In a study published recently in JCI Insight, the researchers identified a mutation in the KRAS gene in bone samples taken from a patient who later died of Gorham-Stout disease. When mice were engineered to have a similar KRAS mutation, they developed symptoms of Gorham-Stout disease, the study reported, indicating such mutations may be one cause of the disorder – a breakthrough for a disease whose origins have remained unknown.
In a second finding that holds particular promise for treatment, when researchers gave the young mice trametinib – a drug approved by the FDA to treat cancers linked to KRAS mutations – the mice showed fewer of the characteristic Gorham-Stout disease lymphatic vessel abnormalities.

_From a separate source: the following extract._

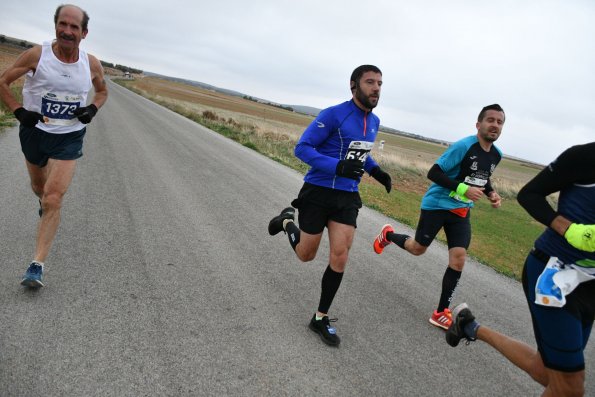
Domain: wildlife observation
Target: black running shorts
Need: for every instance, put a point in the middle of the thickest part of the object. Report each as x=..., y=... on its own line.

“This finding has the potential to make a big huge impact on this disease and the treatment of patients,” said Michael Dellinger, Ph.D., senior author of the study and Assistant Professor of Surgery, Molecular Biology, and in the Hamon Center for Therapeutic Oncology Research.
“Our work suggests that trametinib could be an effective treatment for Gorham-Stout disease and supports the testing of such MEK inhibitors,” he added, referring to drugs like trametinib that can inhibit so-called MEK (mitogen-activated protein kinase kinase) enzymes involved in the cell proliferation associated with some KRAS mutations.
Clinicians have already told him they will try trametinib when patients don’t respond to the current first-line treatment rapamycin, another cancer drug, Dr. Dellinger said. Such an off-label use would be allowed since the drug has already been approved by the FDA for another use.
In 2018, Dr. Dellinger developed the first mouse model used to study Gorham-Stout disease. The creation of the new mouse model with KRAS mutations linked to the disease will make possible further studies by more researchers – many of whom do not have access to human patients or samples.
It is uncertain exactly how many people around the world currently have Gorham-Stout disease, although the number is typically placed in the hundreds.
Besides damage to bones, another problem that often arising in Gorham-Stout disease is that lymphatic vessels designed to carry away excess fluid and waste fail to operate properly due to a reduction in the number of valves inside the vessels, Dr. Dellinger said. “Lymphatic vessels are the body’s sewer system. They pick up fluid and carry it away, dumping it into blood vessels.”
In Gorham-Stout disease, the fluid instead can build up around the lungs, causing respiratory failure. This is the most common cause of death in such patients.
Dr. Dellinger, a member of the Harold C. Simmons Comprehensive Cancer Center, has received half of a $2 million shared Department of Defense grant to continue his research into the benefit of trametinib for treating Gorham-Stout disease and also to screen for other drugs to use in combination with trametinib.
Research support for this study came from the NIH, Fonds de la Recherche Scientifique, Walloon Excellence in Lifesciences and Biotechnology, Lymphatic Malformation Institute USA, Télévie, the National Lottery in Belgium, and the Belgium Foundation against Cancer. Anna L. McCarter, M.S., a UTSW research assistant, participated in the study, as did researchers at the Catholic University of Louvain and the European Reference Network on Rare Multisystemic Vascular Diseases, both in Brussels.